Primary Care Organization
A Primary Care Organization (PCOs) offers a variety of approaches to community health care in Alberta. Specific to the ASaP Initiative, a Primary Care Organization (PCO) is an organization with the mandate and infrastructure to support primary care providers (e.g. physicians and nurse practitioners) with the delivery of healthcare to Albertans. Primary Care Networks and Family Care Clinics are examples of ASaP PCOs.
Primary Care Provider
A Primary Care Provider (PCP) refers to a physician or other licensed individual who delivers health care services. Specific to the ASaP Initiative, a PCP is a healthcare professional with a designated panel of patients. Physicians and Nurse Practitioners are examples of ASaP PCPs.
A series of steps that are linked together to accomplish a specific objective.
Quality Improvement (QI) refers to a systematic approach that uses specific techniques to improve quality. A ‘change’ (improvement) is combined with a ‘method' (an approach) to attain a superior outcome.
RE-AIM stands for Reach, Effectiveness, Adoption, Implementation and Maintenance. It is an evaluation framework designed to assess health interventions beyond effectiveness to include multiple criteria to better identify effect and transferability.
Samples are subsets of the population. Larger samples usually mean more precise results. Sample size usually depends on the purpose of the study, the population size from which the sample will be pulled, as well as the level of precision and the level of confidence or risk that is acceptable, and the degree of variability in the attributes being measured.
The purpose of a screening test is to diagnose a disease early before a person exhibits signs or symptoms such that measures can be introduced when the disease is easier to treat. Early intervention and disease management can improve quality of life by preventing irreversible, negative health outcomes for an individual. In the long term effective, population level screening and prevention will positively impact the larger healthcare system. While some screening procedures can be done in a family physician's office, others require patients to make a separate appointment with a different office, lab or clinic. Test results should be discussed with one's family physician. Which tests an individual needs depends on criteria such as age, gender, family history, and risk factors for certain diseases.

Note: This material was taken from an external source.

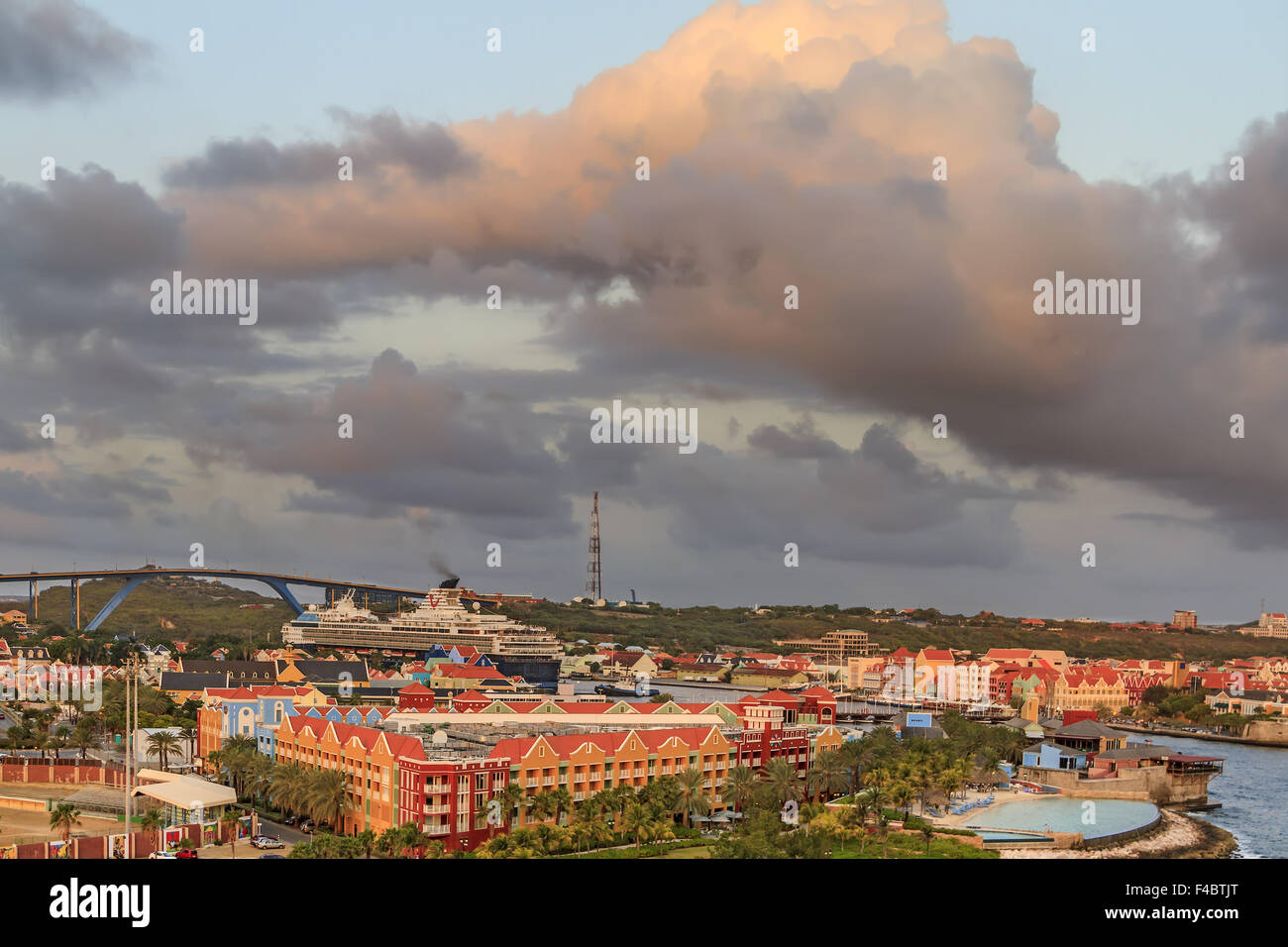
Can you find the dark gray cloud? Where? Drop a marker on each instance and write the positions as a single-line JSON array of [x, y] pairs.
[[53, 48], [428, 151], [69, 493]]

Strategic Clinical Network
A Strategic Clinical Network (SCN) refers to province wide teams that bring together the experiences and expertise of health care professionals, researchers, government, communities, patients and families to address the delivery of healthcare to Albertans. Each network focuses on a particular area of health with a goal to improve the patient experience, ensuring care is available when it’s needed and putting strategies in place to keep Albertans healthy. Six SCNs were operational as of March 31, 2012.
The group of individuals, usually from multiple disciplines, that drives and participates in the improvement process. Specific to the ASaP Initiative, team members are allied healthcare professionals and other support staff who work with the Primary Care Provider (PCP – e.g. physician or nurse practitioner).
Specific to the ASaP Initiative, a wave is the period of time an Improvement Facilitator (IF) is supporting a specific provider, or group of providers, through the intervention. Once that group of providers has implemented their new processes, the IF will move on to support a new group of providers in the next ‘wave’.